TALLINN (BNS) - The Estonian Interior Ministry is preparing a regulation that may oblige communication firms to acquire a device that would allow special services, for example, the security police, to eavesdrop on their clients.

Interior Minister Tarmo Loodus told the business daily Aripaev he ordered the internal security department to draft, in cooperation with the security police, two regulations, whereby telephone and Internet companies will have to buy equipment that will allow investigators to listen to all phone conversations and intercept Internet communication.

"The need for such a regulation arises from the telecommunications law," the minister said.

Security police spokesman Hannes Kont is of the opinion that the cost of additional equipment should be borne by businesses.
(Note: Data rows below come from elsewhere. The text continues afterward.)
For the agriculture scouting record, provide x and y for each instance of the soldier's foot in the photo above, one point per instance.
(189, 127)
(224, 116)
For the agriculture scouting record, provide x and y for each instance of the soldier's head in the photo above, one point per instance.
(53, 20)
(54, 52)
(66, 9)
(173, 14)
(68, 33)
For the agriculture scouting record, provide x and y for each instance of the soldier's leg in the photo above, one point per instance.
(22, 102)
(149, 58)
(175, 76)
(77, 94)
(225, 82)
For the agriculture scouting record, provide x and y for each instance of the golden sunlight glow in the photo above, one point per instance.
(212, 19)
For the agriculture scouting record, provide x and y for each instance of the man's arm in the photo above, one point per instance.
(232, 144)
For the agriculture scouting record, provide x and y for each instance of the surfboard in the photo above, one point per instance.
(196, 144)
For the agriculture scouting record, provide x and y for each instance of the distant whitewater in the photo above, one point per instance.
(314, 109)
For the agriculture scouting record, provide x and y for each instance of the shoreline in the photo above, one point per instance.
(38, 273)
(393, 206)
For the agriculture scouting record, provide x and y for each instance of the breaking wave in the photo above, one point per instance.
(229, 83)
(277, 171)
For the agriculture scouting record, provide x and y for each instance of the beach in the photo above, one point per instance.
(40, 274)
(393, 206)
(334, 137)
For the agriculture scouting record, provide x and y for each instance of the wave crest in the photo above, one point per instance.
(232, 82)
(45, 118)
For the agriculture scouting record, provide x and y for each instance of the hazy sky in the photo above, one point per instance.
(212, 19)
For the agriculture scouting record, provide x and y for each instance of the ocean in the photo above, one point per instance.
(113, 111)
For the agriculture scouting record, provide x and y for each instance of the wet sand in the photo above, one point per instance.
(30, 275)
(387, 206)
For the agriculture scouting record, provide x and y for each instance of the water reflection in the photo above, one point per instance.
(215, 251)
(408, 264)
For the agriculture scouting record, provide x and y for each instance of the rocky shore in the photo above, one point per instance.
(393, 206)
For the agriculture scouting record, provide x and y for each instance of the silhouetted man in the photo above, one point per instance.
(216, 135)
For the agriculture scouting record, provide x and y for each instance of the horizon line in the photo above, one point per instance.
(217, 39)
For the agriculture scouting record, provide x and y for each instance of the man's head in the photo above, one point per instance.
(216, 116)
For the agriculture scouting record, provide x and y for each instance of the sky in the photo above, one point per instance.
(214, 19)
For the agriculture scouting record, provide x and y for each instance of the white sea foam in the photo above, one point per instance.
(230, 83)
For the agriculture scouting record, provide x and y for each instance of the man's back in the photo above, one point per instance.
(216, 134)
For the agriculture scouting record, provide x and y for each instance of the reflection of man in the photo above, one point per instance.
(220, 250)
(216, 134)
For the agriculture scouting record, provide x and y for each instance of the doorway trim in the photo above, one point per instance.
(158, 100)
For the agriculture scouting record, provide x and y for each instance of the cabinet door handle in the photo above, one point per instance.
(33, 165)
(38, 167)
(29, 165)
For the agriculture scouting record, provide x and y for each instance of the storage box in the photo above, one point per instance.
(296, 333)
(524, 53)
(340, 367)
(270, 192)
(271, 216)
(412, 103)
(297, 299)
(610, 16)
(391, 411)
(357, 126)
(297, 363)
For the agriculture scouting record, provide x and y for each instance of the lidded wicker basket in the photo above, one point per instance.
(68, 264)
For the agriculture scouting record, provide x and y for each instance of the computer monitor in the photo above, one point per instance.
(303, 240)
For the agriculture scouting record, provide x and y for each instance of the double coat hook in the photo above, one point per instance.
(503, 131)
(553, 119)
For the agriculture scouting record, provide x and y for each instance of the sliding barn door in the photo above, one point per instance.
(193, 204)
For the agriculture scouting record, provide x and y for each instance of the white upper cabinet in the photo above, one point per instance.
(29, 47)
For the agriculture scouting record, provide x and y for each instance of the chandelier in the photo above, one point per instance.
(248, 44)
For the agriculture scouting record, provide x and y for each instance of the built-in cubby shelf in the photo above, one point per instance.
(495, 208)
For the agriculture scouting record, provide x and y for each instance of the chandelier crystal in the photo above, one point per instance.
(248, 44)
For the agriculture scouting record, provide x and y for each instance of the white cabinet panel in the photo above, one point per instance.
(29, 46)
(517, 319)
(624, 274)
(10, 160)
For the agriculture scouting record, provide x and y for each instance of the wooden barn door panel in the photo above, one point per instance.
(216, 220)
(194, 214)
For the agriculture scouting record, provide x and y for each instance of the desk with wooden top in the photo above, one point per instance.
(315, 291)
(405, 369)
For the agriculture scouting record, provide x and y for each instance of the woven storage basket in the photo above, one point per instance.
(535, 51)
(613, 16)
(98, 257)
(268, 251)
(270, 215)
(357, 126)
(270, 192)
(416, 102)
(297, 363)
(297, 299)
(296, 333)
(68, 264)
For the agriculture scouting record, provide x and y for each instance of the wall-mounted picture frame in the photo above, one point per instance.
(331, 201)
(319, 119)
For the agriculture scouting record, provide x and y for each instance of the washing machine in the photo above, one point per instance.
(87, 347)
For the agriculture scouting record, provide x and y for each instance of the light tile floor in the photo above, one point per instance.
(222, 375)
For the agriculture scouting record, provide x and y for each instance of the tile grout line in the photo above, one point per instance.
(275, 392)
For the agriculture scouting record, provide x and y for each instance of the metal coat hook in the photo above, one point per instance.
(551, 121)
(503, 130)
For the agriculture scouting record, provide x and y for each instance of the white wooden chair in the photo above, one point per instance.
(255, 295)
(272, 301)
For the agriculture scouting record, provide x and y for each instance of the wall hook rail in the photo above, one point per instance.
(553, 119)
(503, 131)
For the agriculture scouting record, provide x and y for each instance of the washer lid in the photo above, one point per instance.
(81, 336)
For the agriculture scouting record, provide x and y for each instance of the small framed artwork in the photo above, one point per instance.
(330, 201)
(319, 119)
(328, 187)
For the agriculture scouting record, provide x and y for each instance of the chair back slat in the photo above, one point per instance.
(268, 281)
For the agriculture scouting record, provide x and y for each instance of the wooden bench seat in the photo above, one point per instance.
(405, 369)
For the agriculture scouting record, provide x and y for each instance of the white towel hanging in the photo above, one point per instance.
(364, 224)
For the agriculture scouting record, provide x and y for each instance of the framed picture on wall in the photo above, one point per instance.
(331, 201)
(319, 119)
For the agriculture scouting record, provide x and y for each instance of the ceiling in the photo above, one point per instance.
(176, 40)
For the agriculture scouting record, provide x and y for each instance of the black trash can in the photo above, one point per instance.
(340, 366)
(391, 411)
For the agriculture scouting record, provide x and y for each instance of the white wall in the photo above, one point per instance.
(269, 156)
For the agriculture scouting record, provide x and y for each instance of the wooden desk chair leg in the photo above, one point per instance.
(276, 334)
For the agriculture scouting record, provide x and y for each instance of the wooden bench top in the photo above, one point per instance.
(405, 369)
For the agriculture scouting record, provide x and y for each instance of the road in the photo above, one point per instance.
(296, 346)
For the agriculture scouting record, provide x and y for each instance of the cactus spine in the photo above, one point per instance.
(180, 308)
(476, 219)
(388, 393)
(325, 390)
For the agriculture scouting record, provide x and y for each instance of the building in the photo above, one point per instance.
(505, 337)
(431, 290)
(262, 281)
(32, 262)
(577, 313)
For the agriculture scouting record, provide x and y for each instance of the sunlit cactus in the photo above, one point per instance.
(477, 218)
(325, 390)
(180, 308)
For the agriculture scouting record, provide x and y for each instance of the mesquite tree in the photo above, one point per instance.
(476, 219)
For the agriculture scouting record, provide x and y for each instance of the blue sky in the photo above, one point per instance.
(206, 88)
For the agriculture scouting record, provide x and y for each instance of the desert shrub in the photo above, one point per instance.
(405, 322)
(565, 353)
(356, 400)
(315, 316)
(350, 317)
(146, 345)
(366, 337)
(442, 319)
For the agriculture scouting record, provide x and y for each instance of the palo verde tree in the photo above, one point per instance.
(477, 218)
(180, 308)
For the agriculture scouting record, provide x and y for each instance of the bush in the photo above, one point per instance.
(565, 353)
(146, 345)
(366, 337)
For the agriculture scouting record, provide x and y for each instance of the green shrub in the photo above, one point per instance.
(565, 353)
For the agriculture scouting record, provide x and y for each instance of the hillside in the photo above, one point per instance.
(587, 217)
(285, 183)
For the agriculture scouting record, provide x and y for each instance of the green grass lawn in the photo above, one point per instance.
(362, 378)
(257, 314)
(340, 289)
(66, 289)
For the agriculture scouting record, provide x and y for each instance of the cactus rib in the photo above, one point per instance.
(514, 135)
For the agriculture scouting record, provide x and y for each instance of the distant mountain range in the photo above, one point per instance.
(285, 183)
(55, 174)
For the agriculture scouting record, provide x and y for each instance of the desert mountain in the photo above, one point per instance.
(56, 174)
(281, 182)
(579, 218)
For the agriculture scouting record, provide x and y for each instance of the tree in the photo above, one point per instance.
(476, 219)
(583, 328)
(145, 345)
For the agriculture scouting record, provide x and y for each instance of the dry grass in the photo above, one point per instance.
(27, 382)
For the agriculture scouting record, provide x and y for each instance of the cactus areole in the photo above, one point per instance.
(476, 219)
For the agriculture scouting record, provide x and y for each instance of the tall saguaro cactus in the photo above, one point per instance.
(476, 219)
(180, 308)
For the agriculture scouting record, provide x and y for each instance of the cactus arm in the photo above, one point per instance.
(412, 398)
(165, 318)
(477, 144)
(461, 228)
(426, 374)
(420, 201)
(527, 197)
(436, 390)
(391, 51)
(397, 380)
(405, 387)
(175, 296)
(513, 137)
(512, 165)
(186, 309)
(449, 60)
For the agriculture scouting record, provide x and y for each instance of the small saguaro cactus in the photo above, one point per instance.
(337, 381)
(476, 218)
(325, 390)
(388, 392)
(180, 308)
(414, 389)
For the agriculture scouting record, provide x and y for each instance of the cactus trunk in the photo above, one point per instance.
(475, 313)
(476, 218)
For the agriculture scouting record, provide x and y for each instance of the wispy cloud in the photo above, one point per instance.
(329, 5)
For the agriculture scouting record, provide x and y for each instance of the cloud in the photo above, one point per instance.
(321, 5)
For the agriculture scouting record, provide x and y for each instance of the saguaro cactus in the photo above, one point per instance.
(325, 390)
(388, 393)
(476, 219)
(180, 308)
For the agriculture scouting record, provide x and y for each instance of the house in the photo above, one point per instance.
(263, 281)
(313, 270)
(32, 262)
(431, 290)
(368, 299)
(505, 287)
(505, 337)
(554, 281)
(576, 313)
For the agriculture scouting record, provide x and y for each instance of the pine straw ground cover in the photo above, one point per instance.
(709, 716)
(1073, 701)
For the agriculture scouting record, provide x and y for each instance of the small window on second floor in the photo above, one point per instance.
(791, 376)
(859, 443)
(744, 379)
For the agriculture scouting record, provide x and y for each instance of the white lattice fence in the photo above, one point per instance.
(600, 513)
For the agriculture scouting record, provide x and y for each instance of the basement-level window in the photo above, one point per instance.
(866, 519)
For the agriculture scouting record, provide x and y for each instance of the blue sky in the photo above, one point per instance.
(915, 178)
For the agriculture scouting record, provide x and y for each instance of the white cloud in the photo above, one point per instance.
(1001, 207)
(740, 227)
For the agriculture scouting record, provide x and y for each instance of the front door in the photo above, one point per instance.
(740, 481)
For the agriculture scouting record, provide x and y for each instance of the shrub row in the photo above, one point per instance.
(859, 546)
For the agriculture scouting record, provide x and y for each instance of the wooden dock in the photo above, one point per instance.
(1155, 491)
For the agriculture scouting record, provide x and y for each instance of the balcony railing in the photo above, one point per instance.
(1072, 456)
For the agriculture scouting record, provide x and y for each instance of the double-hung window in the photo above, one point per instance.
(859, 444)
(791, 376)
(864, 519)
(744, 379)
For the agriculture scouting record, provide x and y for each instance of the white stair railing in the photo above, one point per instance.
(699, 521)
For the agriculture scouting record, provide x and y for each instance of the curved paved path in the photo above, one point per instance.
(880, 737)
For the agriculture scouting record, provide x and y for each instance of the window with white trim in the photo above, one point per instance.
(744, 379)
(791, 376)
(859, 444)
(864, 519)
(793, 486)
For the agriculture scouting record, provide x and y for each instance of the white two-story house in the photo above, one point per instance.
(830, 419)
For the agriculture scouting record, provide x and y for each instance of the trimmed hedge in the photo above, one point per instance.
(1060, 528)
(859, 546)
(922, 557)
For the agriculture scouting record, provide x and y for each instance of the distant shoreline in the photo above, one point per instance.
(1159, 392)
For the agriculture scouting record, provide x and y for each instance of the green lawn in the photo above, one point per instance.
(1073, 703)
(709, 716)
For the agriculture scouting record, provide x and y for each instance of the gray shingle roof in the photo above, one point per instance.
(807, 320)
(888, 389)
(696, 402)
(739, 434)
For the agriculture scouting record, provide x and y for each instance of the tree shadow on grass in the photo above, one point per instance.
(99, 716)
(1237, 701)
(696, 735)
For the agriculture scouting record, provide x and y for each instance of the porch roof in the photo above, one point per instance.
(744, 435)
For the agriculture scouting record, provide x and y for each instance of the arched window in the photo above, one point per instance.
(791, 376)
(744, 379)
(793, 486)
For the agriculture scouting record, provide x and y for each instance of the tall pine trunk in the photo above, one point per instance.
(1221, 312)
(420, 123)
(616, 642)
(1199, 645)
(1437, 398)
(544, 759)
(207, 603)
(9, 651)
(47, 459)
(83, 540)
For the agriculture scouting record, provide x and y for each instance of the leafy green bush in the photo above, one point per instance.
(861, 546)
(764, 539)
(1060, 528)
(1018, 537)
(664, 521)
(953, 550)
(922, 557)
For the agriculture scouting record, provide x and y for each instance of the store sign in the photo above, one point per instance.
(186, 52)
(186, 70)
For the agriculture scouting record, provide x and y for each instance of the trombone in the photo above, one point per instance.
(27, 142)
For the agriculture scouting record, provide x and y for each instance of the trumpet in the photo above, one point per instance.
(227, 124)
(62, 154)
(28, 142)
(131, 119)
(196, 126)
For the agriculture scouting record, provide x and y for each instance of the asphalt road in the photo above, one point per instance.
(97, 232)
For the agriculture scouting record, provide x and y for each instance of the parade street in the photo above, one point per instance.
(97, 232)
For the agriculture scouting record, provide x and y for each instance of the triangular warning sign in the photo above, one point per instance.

Kont affirmed that the new regulation will not liberate eavesdropping. A judge's warrant is required to listen to private calls, and a telecommunication firm has the right not to allow special services to eavesdrop on its clients without one.

The regulation in preparation in the Interior Ministry caught telecommunication operators by surprise. Ivar Lukk, chairman of the board of the Internet services provider Levicom Broadband, said it's strange to force private businesses to make national defense-related outlays.

"That's a truly innovative approach," he said. "As a next step, some cannons, a tank and boots could be bought the same way."

Tarvi Martens, manager of the data security company Privador, said the Interior Ministry's plan in its present phase is ill-considered and will generate additional security risks.

Martens said the risk lies in that, when the equipment is in the hands of operators, persons who are not supposed to have access to it may experience a desire for its unauthorized use.

In addition, a wide selection of encrypting hardware and software is available in Estonia that makes eavesdropping practically useless. If encryption is used, an eavesdropper will learn nothing of the content of exchanged information, Martens said.

"Such a threat of eavesdropping can only boost the sales of encrypting equipment," said Privador marketing manager Tonis Reimo.

For example, with the virtual private net system offered by Privador even the administrator of the system cannot access data in an external channel, as the apparatus changes the encrypting keys automatically and constantly.